The baby was a doll; the mat, designed to soothe fussy infants to sleep, though when Berger tried to demonstrate how it works, it didn’t.
“Might be out of batteries,” he said. “A heartbeat sound, and it whooshes.”
OPINION
Graco this was not. The International Home + Housewares Show at McCormick Place offers everything from huge corporations displaying products known the world over, to plucky entrepreneurs ballyhooing items that might not even be on the market yet.
While I too scope out the latest — KitchenAid’s “Color of the Year” is “Bird of Paradise,” the love child of coral and peach — I prefer to excavate the deeper substrata of commerce.
“I’ve been doing this 35 years,” said Berger, 67. “My biggest hit is that tank-top hanger. Sell ’em by the thousands every week.”
The show, which ended Tuesday, lacked a certain hum.
“The older I get the slower it seems to get,” Berger agreed. “The whole market changed. There’s less and less brick and mortars. It’s all internet. We do so much business with companies like Amazon, Zulu. You don’t even have to talk to them. You put it online; if it sells, it sells. If it doesn’t, they don’t care. I hardly have to travel anymore.”
That isn’t good?
“You lose that interpersonal touch,” he said. “It’s all automated. You try to deal with Amazon, they don’t talk to anybody.”
Talk wasn’t lacking at McCormick this week. The interpersonal touch lives at the Housewares show. A hesitation, a flash of eye contact, and you are set upon.
“Yoga balls, they’ve been around 20 years, they look horrible,” entreated Jimmie Sit, a young man with an impressive pompadour and the perfect name for ballyhooing understated, elegant inflatable ball chairs, sold by Vivora, of Forest Park.

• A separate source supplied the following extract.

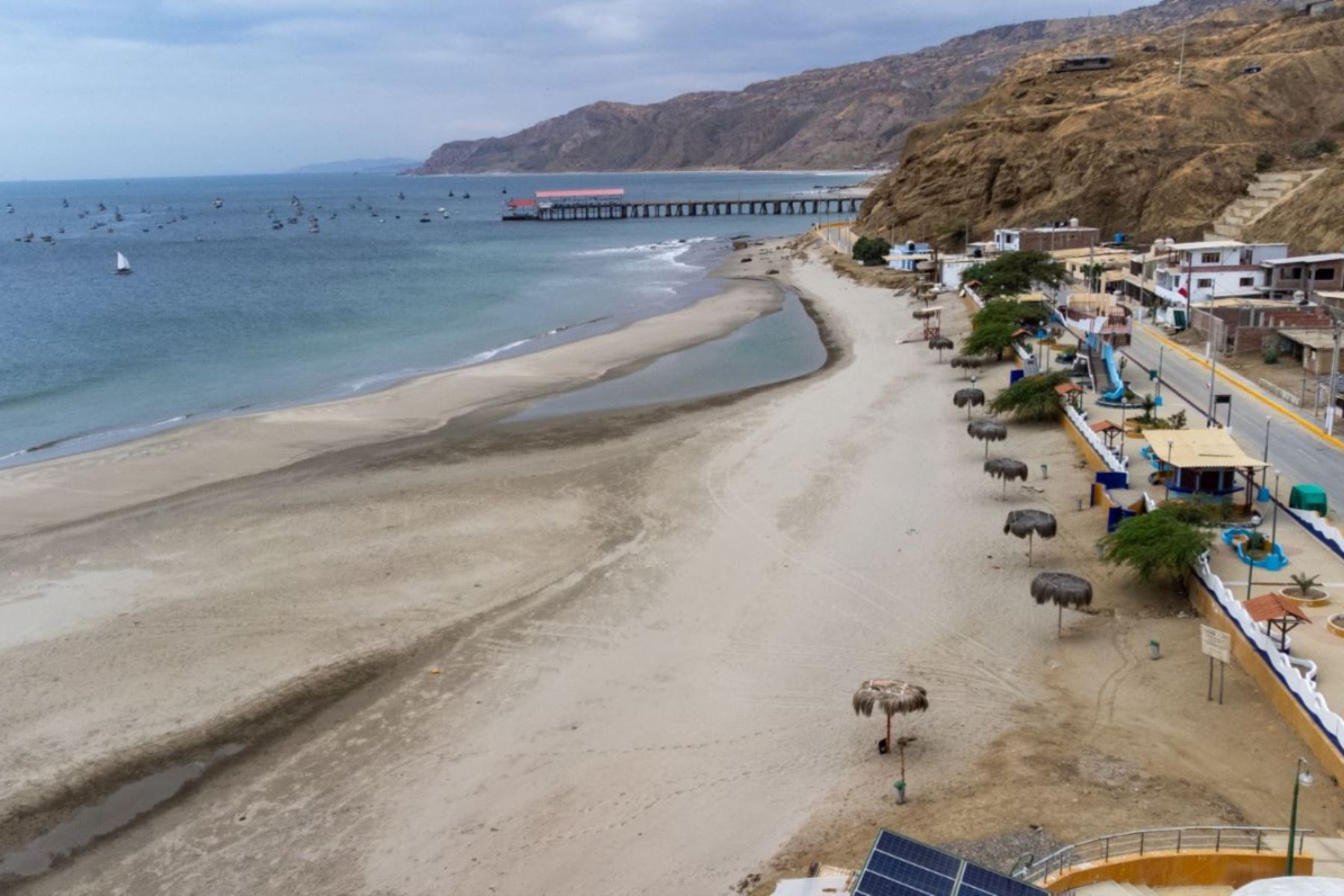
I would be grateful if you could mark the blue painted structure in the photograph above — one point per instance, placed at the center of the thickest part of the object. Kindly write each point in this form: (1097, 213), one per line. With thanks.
(1273, 561)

“Your coffee tastes 7 percent better in a square cup,” said Chris Jensen of Precidio Design, when I picked up a Cafe in the Box.
Based on?”
“Based on belief in my ability to persuade you,” he said. “It’s light. It’s comfortable.”
Only a fraction of the show’s vast overwhelming blur can be conveyed here. Mountains of goods, mobs of buyers: men, women, old, young, Amish, Jews.
After nearly seven hours I made eye contract with Amos Barash, vice president of sales at Buffalo Corporation.
“We see people from all over the world,” he said. “We grab ’em, we pull ’em in here. Most of them know English. Enough to get by. People from Turkey, Israel, Russia, Surinam, Honduras — man! — China, Japan. Korea. We don’t manufacture but we have facilities in China. We have 40, 50 people that work for us in China. We’re an importer/distributor. A lot of our business is drop-shipped. Somebody goes on-line and they buy a chair and it’s ours, Home Depot will send us the order and we do fulfillment.”
The Internet change business much?
“It’s radicalized it,” he said. “Changed the game completely. Ten years ago, 2 percent of our business was online. Now its 75 percent. Every customer you talk to says, ‘Do you drop ship?’ Five years ago they didn’t know what that meant. There’s more business, so many entrepreneurs. These guys who have found their little niche in the marketplace. I’ve been doing this 30 years. … What Amazon does is they will take an item and destroy the market. Sell below cost. It hurts, it hurts the retailers.
“We used to be called Buffalo Tools. We actually had a warehouse in Chicago, years ago. We had hammers, pliers, screwdrivers. Then we realized there are a million companies bringing in hammers, pliers, screwdrivers. We went to our existing customers and asked, ‘Is there something we can bring in you’re looking for?’ We carry 500 different items. From scaffolding to ice cream makers, from generators to bar stools and everything in between.”
Like Berger, Barash is 67, but has a different view of the market today.
“It’s more exciting now than it ever was,” he said. “Because there’s so many more products, so many opportunities out there now. Now you can sell worldwide. Some little guy working in his grandmother’s basement can sell product all over the world. We drop ship it for them. It’s awesome.”